Describe the evolution of gymnosperms.
The fossil plant Elkinsia polymorpha, a “seed fern” from the Devonian period—about 400 million years ago—is considered the earliest seed plant is known to date. Seed ferns produced their seeds along their branches, in structures called cupules that enclosed and protected the ovule—the female gametophyte and associated tissues—which develops into a seed upon fertilization. Seed plants resembling modern tree ferns became more numerous and diverse in the coal swamps of the Carboniferous period.
Fossil records indicate the first gymnosperms (progymnosperms) most likely originated in the Paleozoic era, during the middle Devonian period: about 390 million years ago. The previous Mississippian and Pennsylvanian periods were wet and dominated by giant fern trees. But the following Permian period was dry, which gave a reproductive edge to seed plants, which are better adapted to survive dry spells.

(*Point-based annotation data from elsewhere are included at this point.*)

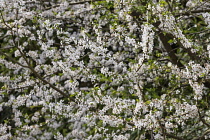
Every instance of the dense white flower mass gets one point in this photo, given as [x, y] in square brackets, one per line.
[104, 69]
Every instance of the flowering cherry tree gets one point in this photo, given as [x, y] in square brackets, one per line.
[104, 69]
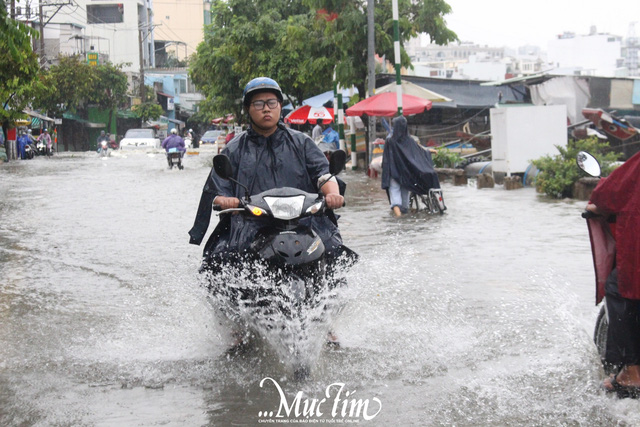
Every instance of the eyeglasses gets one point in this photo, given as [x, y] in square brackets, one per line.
[259, 105]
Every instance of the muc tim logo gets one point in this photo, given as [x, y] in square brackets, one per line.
[338, 405]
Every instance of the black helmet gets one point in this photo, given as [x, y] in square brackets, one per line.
[260, 84]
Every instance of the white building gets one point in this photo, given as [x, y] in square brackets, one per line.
[120, 31]
[594, 54]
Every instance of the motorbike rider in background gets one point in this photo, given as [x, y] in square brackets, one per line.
[173, 141]
[44, 136]
[619, 195]
[103, 137]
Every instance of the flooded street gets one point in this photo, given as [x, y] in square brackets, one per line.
[481, 316]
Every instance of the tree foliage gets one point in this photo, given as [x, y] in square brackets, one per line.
[348, 32]
[299, 43]
[66, 86]
[251, 38]
[560, 172]
[72, 84]
[149, 110]
[18, 66]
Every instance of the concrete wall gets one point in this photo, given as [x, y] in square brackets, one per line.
[521, 134]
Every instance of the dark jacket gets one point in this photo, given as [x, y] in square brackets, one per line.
[173, 141]
[407, 162]
[287, 158]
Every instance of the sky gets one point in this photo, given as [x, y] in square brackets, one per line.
[517, 23]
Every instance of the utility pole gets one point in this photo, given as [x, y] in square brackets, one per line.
[142, 88]
[396, 54]
[42, 55]
[371, 73]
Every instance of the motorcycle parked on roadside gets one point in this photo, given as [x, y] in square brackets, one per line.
[285, 287]
[603, 248]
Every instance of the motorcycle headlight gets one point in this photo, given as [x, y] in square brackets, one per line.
[313, 209]
[285, 207]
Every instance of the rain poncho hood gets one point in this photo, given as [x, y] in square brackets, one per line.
[619, 194]
[287, 158]
[406, 162]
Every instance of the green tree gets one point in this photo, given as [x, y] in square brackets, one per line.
[149, 110]
[66, 86]
[347, 33]
[251, 38]
[560, 172]
[18, 66]
[110, 89]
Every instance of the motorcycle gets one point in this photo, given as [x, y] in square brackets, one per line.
[104, 148]
[285, 287]
[603, 247]
[41, 148]
[174, 158]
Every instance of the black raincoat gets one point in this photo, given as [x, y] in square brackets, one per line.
[407, 162]
[287, 158]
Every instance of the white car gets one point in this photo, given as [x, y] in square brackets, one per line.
[140, 138]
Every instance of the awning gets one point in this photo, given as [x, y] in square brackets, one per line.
[178, 122]
[38, 115]
[86, 123]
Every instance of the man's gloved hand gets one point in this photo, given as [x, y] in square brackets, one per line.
[334, 200]
[226, 202]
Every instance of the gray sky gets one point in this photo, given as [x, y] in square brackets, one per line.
[516, 22]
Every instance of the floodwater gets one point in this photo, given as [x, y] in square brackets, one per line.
[481, 316]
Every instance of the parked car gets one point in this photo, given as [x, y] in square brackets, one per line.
[140, 138]
[216, 137]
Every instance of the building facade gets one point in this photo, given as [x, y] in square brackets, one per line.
[118, 31]
[594, 54]
[179, 29]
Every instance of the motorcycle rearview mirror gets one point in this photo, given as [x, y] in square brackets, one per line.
[588, 164]
[223, 168]
[337, 160]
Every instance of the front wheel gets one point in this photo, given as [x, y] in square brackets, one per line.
[600, 340]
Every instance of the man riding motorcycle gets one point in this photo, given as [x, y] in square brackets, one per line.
[266, 156]
[619, 195]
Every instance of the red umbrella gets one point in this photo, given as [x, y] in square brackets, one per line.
[385, 104]
[301, 115]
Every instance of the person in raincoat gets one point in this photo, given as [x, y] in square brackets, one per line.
[268, 155]
[405, 167]
[619, 195]
[23, 141]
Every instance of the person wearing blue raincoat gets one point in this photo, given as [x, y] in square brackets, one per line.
[23, 141]
[268, 155]
[406, 167]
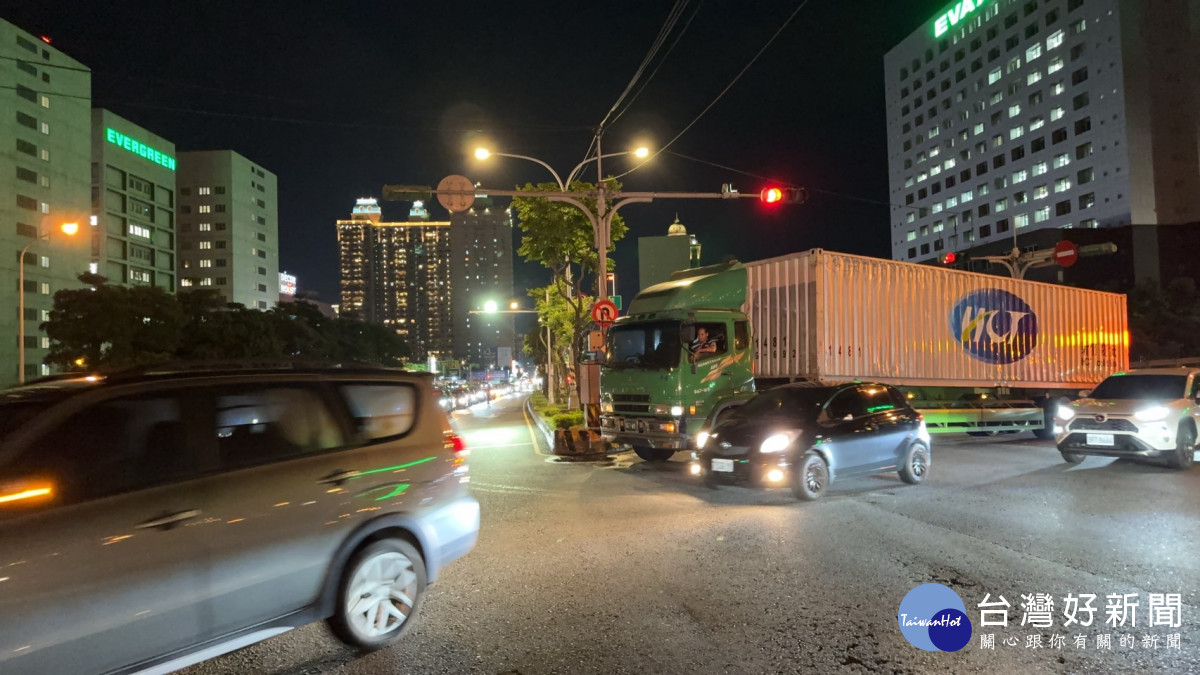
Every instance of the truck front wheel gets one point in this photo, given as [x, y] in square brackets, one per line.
[653, 454]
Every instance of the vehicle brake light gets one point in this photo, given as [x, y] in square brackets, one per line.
[454, 442]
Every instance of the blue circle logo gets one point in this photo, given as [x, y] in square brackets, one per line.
[933, 617]
[994, 326]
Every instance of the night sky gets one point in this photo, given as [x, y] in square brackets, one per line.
[339, 102]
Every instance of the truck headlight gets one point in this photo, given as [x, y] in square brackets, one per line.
[1152, 413]
[775, 443]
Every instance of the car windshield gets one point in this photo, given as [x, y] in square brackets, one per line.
[1141, 387]
[792, 401]
[646, 346]
[13, 414]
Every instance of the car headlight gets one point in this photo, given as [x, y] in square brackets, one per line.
[775, 443]
[1152, 413]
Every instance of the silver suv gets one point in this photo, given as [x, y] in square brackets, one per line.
[1144, 413]
[150, 520]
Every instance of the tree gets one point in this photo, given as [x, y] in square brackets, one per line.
[1164, 322]
[113, 326]
[559, 237]
[556, 311]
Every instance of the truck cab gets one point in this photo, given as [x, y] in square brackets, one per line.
[682, 351]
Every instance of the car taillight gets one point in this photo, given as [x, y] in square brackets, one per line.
[454, 442]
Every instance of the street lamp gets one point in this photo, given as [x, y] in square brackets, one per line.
[70, 230]
[641, 153]
[600, 220]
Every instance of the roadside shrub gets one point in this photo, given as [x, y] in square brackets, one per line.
[568, 419]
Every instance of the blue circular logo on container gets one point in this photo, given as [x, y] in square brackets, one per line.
[995, 326]
[933, 617]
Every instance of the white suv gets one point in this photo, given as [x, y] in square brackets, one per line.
[1141, 413]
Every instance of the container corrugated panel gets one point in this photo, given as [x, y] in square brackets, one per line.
[834, 316]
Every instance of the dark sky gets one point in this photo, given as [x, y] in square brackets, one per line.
[340, 101]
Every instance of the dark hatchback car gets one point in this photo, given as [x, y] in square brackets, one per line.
[154, 519]
[805, 435]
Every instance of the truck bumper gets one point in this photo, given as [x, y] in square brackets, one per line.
[645, 431]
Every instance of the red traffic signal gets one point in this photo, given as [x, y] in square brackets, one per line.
[784, 196]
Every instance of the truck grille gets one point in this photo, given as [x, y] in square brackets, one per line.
[630, 407]
[1111, 424]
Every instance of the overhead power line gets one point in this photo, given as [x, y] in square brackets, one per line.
[724, 91]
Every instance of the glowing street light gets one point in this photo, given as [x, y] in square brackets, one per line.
[70, 230]
[641, 151]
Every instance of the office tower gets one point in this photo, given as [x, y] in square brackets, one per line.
[228, 227]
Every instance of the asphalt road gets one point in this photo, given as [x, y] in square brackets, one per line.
[634, 567]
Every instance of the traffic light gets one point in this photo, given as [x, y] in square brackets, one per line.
[784, 195]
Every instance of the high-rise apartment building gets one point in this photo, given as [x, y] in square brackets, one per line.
[399, 274]
[228, 227]
[1013, 115]
[46, 139]
[480, 272]
[133, 203]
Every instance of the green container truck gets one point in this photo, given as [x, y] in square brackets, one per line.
[976, 353]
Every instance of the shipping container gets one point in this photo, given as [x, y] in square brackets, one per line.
[820, 315]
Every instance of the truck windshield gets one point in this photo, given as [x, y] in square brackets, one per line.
[1141, 387]
[645, 346]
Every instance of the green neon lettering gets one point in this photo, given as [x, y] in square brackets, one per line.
[955, 15]
[138, 148]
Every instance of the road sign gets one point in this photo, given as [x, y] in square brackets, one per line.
[456, 193]
[1066, 254]
[604, 312]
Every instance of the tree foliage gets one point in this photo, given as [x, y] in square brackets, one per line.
[559, 237]
[117, 327]
[1164, 321]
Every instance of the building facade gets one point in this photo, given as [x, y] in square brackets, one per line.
[133, 203]
[45, 159]
[1007, 117]
[399, 274]
[481, 270]
[228, 227]
[660, 256]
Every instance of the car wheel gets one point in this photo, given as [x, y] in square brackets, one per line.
[916, 464]
[1185, 447]
[1072, 458]
[813, 479]
[653, 454]
[379, 595]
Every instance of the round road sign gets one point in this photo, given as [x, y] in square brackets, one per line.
[456, 193]
[1066, 254]
[604, 312]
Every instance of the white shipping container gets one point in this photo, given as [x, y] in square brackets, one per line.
[821, 315]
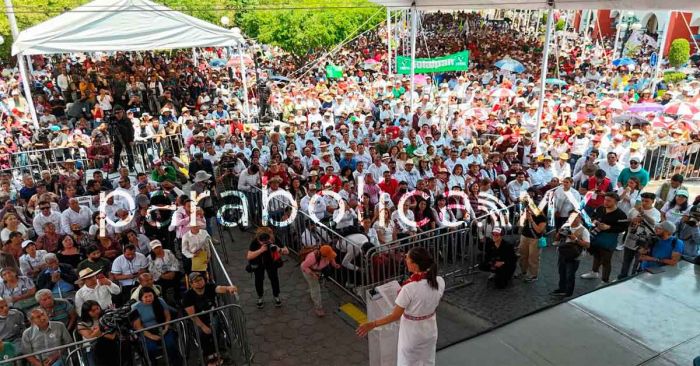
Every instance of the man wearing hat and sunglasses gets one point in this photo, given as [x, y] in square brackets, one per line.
[123, 129]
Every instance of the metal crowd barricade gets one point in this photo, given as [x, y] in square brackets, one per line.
[36, 160]
[227, 322]
[662, 162]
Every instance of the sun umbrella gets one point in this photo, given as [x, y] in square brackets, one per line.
[509, 64]
[613, 103]
[661, 122]
[279, 78]
[555, 81]
[502, 93]
[687, 126]
[625, 61]
[645, 107]
[681, 109]
[217, 62]
[630, 118]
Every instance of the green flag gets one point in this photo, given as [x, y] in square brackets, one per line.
[334, 72]
[455, 62]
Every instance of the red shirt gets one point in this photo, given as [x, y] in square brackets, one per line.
[333, 180]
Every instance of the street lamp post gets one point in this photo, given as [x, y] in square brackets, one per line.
[629, 23]
[225, 21]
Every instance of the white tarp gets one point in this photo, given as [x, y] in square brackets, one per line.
[679, 5]
[120, 25]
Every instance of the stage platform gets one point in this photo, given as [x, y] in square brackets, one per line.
[652, 319]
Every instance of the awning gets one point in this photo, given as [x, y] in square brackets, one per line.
[121, 25]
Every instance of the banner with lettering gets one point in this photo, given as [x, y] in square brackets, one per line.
[455, 62]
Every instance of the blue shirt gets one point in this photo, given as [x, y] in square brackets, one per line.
[664, 250]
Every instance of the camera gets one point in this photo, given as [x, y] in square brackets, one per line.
[565, 231]
[118, 319]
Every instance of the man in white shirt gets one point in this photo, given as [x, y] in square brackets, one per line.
[75, 217]
[378, 168]
[96, 287]
[611, 167]
[46, 215]
[319, 208]
[517, 187]
[127, 267]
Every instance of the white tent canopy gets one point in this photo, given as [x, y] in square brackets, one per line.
[121, 25]
[541, 4]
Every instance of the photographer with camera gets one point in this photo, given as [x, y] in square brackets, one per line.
[499, 258]
[665, 249]
[573, 238]
[642, 218]
[122, 131]
[106, 342]
[608, 221]
[265, 256]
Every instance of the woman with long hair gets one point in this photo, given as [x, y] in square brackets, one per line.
[106, 345]
[151, 310]
[264, 257]
[415, 306]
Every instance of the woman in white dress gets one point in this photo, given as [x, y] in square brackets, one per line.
[415, 306]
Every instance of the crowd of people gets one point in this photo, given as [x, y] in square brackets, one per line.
[154, 126]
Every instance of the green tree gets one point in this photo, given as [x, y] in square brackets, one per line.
[561, 23]
[32, 12]
[304, 26]
[679, 54]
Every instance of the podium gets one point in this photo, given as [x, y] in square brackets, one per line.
[383, 341]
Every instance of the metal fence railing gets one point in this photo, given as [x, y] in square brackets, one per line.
[144, 153]
[455, 249]
[224, 321]
[662, 162]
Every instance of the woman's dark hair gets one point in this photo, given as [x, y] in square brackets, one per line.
[158, 310]
[85, 310]
[425, 263]
[682, 207]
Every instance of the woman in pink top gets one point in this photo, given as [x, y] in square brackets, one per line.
[311, 268]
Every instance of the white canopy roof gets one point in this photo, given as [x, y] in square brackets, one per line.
[121, 25]
[542, 4]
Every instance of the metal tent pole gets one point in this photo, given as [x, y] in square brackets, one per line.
[388, 39]
[543, 74]
[244, 80]
[660, 59]
[9, 9]
[414, 22]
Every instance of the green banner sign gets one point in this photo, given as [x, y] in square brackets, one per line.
[455, 62]
[334, 72]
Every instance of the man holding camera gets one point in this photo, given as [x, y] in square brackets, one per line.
[608, 221]
[573, 238]
[123, 133]
[642, 218]
[665, 249]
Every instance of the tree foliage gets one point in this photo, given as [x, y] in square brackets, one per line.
[679, 54]
[308, 28]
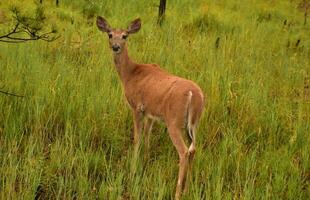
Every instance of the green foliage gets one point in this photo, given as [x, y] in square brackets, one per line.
[71, 135]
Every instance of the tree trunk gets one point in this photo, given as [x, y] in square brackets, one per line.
[161, 12]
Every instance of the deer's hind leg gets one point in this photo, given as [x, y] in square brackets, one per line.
[175, 134]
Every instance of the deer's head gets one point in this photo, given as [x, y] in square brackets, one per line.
[117, 37]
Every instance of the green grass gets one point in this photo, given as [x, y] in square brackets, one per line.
[70, 137]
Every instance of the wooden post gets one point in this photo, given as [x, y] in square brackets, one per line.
[161, 11]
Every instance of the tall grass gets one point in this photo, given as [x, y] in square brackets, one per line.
[70, 137]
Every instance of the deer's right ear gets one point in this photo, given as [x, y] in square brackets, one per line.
[103, 25]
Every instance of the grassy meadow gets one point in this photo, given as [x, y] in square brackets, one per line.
[70, 136]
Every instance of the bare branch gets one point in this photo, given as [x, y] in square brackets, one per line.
[10, 94]
[30, 27]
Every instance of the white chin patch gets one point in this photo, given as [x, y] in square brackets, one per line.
[117, 52]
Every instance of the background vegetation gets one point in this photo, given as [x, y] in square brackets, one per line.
[70, 137]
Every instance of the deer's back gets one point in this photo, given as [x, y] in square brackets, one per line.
[154, 91]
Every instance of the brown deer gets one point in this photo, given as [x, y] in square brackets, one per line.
[153, 93]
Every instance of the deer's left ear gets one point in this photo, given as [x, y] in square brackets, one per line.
[134, 26]
[103, 25]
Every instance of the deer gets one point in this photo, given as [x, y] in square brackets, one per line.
[154, 94]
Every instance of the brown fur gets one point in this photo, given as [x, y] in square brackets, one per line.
[154, 93]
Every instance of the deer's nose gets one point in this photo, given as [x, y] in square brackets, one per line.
[115, 47]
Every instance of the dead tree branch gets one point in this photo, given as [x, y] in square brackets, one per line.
[28, 28]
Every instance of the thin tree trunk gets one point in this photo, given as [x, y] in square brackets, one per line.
[161, 12]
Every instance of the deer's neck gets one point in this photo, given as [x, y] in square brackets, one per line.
[124, 65]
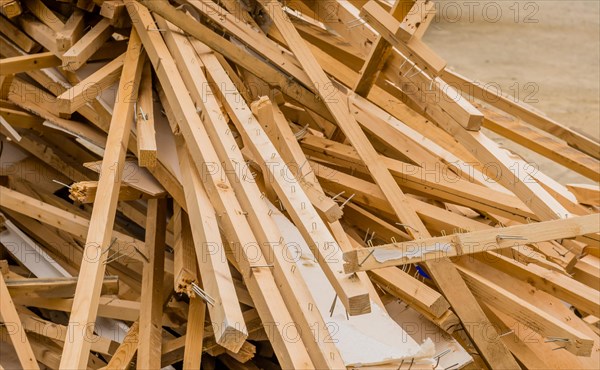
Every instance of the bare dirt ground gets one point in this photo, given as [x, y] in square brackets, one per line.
[546, 53]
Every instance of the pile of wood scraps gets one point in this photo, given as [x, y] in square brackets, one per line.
[254, 184]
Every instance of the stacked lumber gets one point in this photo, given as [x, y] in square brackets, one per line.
[261, 185]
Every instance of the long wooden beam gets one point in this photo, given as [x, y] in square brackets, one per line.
[151, 301]
[259, 279]
[16, 331]
[397, 254]
[76, 351]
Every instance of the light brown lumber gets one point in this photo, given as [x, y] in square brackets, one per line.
[151, 301]
[433, 180]
[86, 191]
[87, 45]
[103, 214]
[396, 254]
[39, 32]
[71, 32]
[44, 14]
[274, 76]
[443, 272]
[276, 126]
[586, 194]
[326, 249]
[10, 9]
[184, 255]
[66, 221]
[564, 287]
[91, 87]
[55, 287]
[225, 313]
[478, 90]
[146, 135]
[18, 37]
[194, 335]
[299, 302]
[28, 62]
[259, 280]
[49, 329]
[543, 143]
[123, 356]
[402, 285]
[16, 331]
[519, 307]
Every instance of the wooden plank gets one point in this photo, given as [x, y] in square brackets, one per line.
[300, 302]
[15, 329]
[397, 254]
[564, 287]
[444, 274]
[509, 105]
[87, 45]
[259, 280]
[225, 313]
[90, 87]
[44, 14]
[195, 334]
[151, 301]
[103, 214]
[146, 135]
[586, 193]
[542, 143]
[350, 291]
[541, 321]
[71, 32]
[67, 221]
[18, 37]
[10, 9]
[28, 62]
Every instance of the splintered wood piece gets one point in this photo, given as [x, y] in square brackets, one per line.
[195, 334]
[259, 279]
[44, 14]
[517, 109]
[396, 254]
[75, 352]
[15, 329]
[351, 292]
[151, 301]
[225, 313]
[67, 221]
[87, 45]
[28, 62]
[91, 87]
[586, 194]
[146, 135]
[71, 32]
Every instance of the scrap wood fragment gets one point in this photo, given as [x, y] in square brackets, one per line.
[259, 280]
[98, 238]
[396, 254]
[16, 331]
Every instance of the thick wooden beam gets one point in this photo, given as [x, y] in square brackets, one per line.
[396, 254]
[87, 45]
[151, 301]
[146, 135]
[103, 214]
[91, 87]
[509, 105]
[259, 279]
[71, 32]
[16, 331]
[225, 313]
[28, 62]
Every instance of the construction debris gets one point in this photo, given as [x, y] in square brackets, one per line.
[252, 184]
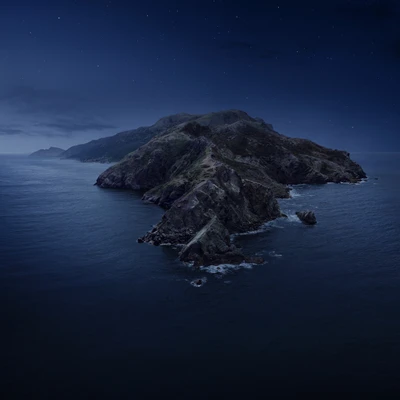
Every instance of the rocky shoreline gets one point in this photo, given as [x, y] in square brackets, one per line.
[219, 174]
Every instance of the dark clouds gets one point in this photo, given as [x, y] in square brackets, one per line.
[371, 10]
[251, 51]
[76, 71]
[66, 126]
[7, 130]
[32, 100]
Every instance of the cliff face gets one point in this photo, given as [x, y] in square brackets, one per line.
[219, 174]
[50, 152]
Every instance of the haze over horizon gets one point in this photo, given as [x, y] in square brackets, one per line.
[77, 71]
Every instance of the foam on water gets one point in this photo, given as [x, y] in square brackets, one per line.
[273, 253]
[294, 193]
[198, 282]
[224, 269]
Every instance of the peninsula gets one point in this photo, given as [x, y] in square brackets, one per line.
[218, 174]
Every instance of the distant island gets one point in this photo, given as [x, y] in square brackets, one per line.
[215, 175]
[50, 152]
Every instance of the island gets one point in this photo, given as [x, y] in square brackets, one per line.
[220, 174]
[50, 152]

The Ginkgoales, a group of gymnosperms with only one surviving species—the Ginkgo biloba—were the first gymnosperms to appear during the lower Jurassic. Gymnosperms expanded in the Mesozoic era (about 240 million years ago), supplanting ferns in the landscape, and reaching their greatest diversity during this time. The Jurassic period was as much the age of the cycads (palm-tree-like gymnosperms) as the age of the dinosaurs.
Ginkgoales and the more familiar conifers also dotted the landscape. Although angiosperms (flowering plants) are the major form of plant life in most biomes, gymnosperms still dominate some ecosystems, such as the taiga (boreal forests) and the alpine forests at higher mountain elevations because of their adaptation to cold and dry growing conditions.